Advertisement

Mexico Official Caught Up in U.S. Legal Maze

Crime: Mario Ruiz Massieu has been under house arrest while two countries try to clarify his status. A judge has called his situation 'Kafkaesque.'

August 04, 1997|ROBERT L. JACKSON, TIMES STAFF WRITER

WASHINGTON — When Mario Ruiz Massieu, Mexico's No. 2 lawman, arrived at New Jersey's Newark International Airport en route to Madrid on a windy winter day in 1995, a surprise awaited him. A man accustomed to taking others into custody, he was seized by federal agents with $44,000 in unreported U.S. currency in his briefcase.

That was the beginning of what so far is a two-year trek through a legal maze for Ruiz Massieu--a trek termed "Kafkaesque" by one judge--that is still not over for the former deputy attorney general.


Advertisement

Although he has not been convicted of any crime, Ruiz Massieu has been held in U.S. custody for 28 months, most recently under house arrest in New Jersey, while officials of two countries try to clarify his status. During that period, no fewer than four federal judges have issued separate rulings against efforts by U.S. authorities to extradite him to Mexico, where he is wanted for prosecution on drug-related charges.

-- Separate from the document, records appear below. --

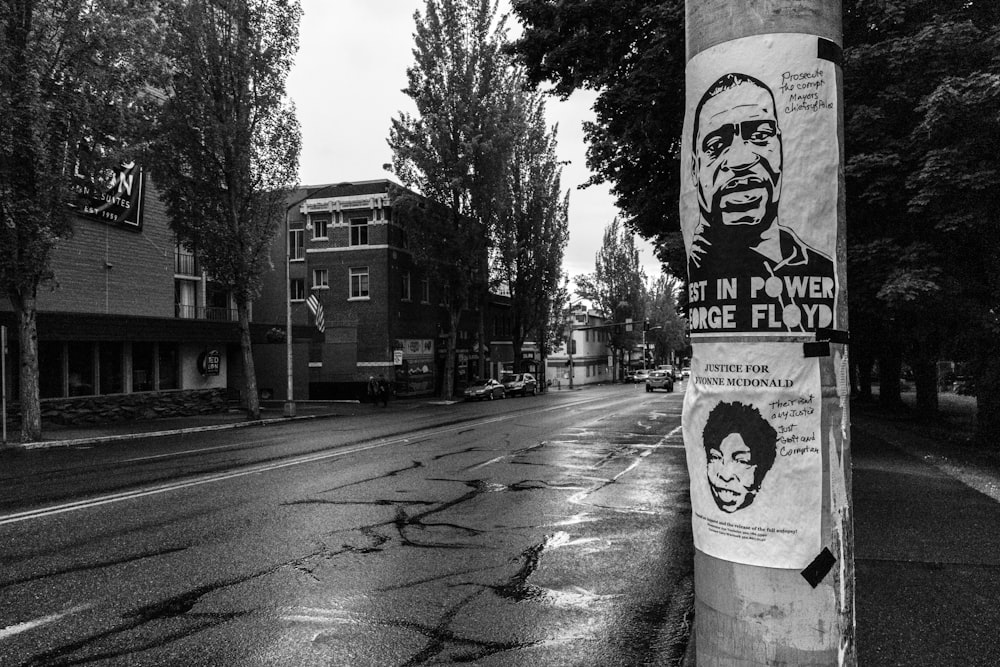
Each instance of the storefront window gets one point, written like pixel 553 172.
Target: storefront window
pixel 112 379
pixel 143 368
pixel 81 368
pixel 168 363
pixel 50 369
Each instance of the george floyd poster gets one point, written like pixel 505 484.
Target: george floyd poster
pixel 752 438
pixel 759 176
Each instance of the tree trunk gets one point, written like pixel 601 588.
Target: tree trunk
pixel 865 367
pixel 448 384
pixel 988 401
pixel 925 378
pixel 890 366
pixel 252 398
pixel 27 327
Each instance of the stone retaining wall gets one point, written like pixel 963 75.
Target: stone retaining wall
pixel 126 407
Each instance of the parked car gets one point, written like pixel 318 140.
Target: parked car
pixel 519 384
pixel 484 389
pixel 660 380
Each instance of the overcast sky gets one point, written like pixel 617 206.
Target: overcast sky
pixel 346 85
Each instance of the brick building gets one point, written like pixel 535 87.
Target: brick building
pixel 128 325
pixel 382 315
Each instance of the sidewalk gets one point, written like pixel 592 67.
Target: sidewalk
pixel 927 535
pixel 58 435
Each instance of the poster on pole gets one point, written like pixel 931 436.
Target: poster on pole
pixel 760 161
pixel 752 438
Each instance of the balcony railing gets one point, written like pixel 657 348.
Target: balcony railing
pixel 211 313
pixel 185 264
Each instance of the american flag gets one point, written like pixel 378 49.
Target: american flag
pixel 317 310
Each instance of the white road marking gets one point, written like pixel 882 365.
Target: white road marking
pixel 18 628
pixel 45 512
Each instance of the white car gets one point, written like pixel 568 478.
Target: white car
pixel 485 389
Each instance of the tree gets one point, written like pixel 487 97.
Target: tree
pixel 72 77
pixel 227 143
pixel 452 151
pixel 661 311
pixel 922 177
pixel 632 53
pixel 530 239
pixel 616 287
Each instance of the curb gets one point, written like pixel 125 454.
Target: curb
pixel 99 439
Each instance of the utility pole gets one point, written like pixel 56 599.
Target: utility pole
pixel 762 212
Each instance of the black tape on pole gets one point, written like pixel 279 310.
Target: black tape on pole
pixel 817 349
pixel 817 570
pixel 827 50
pixel 834 336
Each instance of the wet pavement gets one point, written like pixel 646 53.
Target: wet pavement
pixel 926 507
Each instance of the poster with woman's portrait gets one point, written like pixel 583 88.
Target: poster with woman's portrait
pixel 752 437
pixel 760 160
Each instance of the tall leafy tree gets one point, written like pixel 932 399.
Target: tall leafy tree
pixel 922 180
pixel 452 151
pixel 227 142
pixel 617 287
pixel 530 239
pixel 661 311
pixel 632 53
pixel 72 74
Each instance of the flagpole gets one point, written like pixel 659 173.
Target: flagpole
pixel 290 395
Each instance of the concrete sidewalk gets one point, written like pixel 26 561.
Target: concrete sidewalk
pixel 927 535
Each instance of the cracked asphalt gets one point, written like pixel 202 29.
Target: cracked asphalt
pixel 550 530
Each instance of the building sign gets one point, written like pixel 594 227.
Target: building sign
pixel 752 436
pixel 209 362
pixel 113 196
pixel 415 368
pixel 759 186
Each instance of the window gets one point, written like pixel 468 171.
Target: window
pixel 143 366
pixel 296 244
pixel 359 231
pixel 359 282
pixel 321 279
pixel 111 367
pixel 298 289
pixel 81 368
pixel 168 362
pixel 50 369
pixel 320 228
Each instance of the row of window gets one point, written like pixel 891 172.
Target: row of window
pixel 359 285
pixel 321 232
pixel 86 368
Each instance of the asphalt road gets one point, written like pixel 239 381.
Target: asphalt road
pixel 550 530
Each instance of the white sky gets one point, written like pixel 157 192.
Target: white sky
pixel 346 85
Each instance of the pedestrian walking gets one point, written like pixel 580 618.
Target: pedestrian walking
pixel 383 390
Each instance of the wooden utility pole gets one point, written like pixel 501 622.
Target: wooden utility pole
pixel 747 610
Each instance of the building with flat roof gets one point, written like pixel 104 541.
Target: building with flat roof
pixel 382 315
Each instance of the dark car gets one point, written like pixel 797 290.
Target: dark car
pixel 519 384
pixel 484 389
pixel 660 380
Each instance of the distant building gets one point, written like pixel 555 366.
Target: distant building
pixel 590 353
pixel 382 314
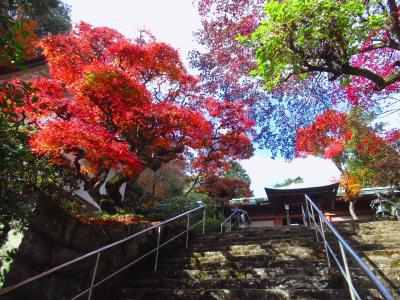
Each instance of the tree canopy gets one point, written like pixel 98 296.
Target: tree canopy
pixel 127 106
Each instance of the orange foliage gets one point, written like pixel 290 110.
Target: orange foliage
pixel 351 186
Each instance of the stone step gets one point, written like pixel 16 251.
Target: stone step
pixel 368 224
pixel 288 243
pixel 241 264
pixel 250 256
pixel 222 240
pixel 295 281
pixel 293 241
pixel 370 239
pixel 249 273
pixel 256 250
pixel 237 294
pixel 262 232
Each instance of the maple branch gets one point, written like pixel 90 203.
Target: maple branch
pixel 394 15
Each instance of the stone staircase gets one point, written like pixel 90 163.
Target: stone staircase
pixel 262 263
pixel 378 243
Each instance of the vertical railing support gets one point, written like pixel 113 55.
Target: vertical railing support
pixel 348 274
pixel 204 219
pixel 308 211
pixel 315 223
pixel 187 231
pixel 158 247
pixel 94 275
pixel 325 244
pixel 304 216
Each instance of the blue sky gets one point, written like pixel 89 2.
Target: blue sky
pixel 173 22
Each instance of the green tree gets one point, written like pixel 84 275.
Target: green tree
pixel 236 171
pixel 298 38
pixel 289 181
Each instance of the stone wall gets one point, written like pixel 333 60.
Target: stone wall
pixel 54 237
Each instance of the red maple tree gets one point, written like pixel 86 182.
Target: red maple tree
pixel 127 105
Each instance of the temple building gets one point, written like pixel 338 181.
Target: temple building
pixel 283 206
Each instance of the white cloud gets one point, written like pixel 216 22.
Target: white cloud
pixel 172 22
pixel 265 171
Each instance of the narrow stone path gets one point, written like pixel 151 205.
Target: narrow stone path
pixel 262 263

The judges have declared there is insufficient evidence by U.S. standards to support the Mexican charges that Ruiz Massieu, 46, was corrupted by drug traffickers or that he embezzled $200,000 that his office seized from drug dealers. Mexican prosecutors also claim that not only did he flee with the drug traffickers' bribes and profits but that he also obstructed an inquiry into the 1994 assassination of his brother, Jose Francisco, an official of the ruling Institutional Revolutionary Party, to protect people close to former President Carlos Salinas de Gortari.

The Clinton administration, out of a determination to cooperate with Mexican law enforcement authorities, refuses to stop trying to send Ruiz Massieu back home. Thus he remains cooped up in a rented house in a Newark suburb, wearing an electronic ankle bracelet to monitor his movements, forbidden to leave the premises.

The administration's only legal victory to date has come in a civil proceeding. In March, a jury in Houston upheld the U.S. government's seizure of $9 million that Ruiz Massieu controlled in a Texas bank account. Jurors accepted testimony by U.S. law enforcement officials that most of the money originated from Mexican drug traffickers and that Ruiz Massieu fled Mexico to enjoy this illicit wealth.

The jury dismissed Ruiz Massieu's claim that the bank deposits came from his family's fortune, as well as from generous bonuses paid him by his superiors in the Salinas administration.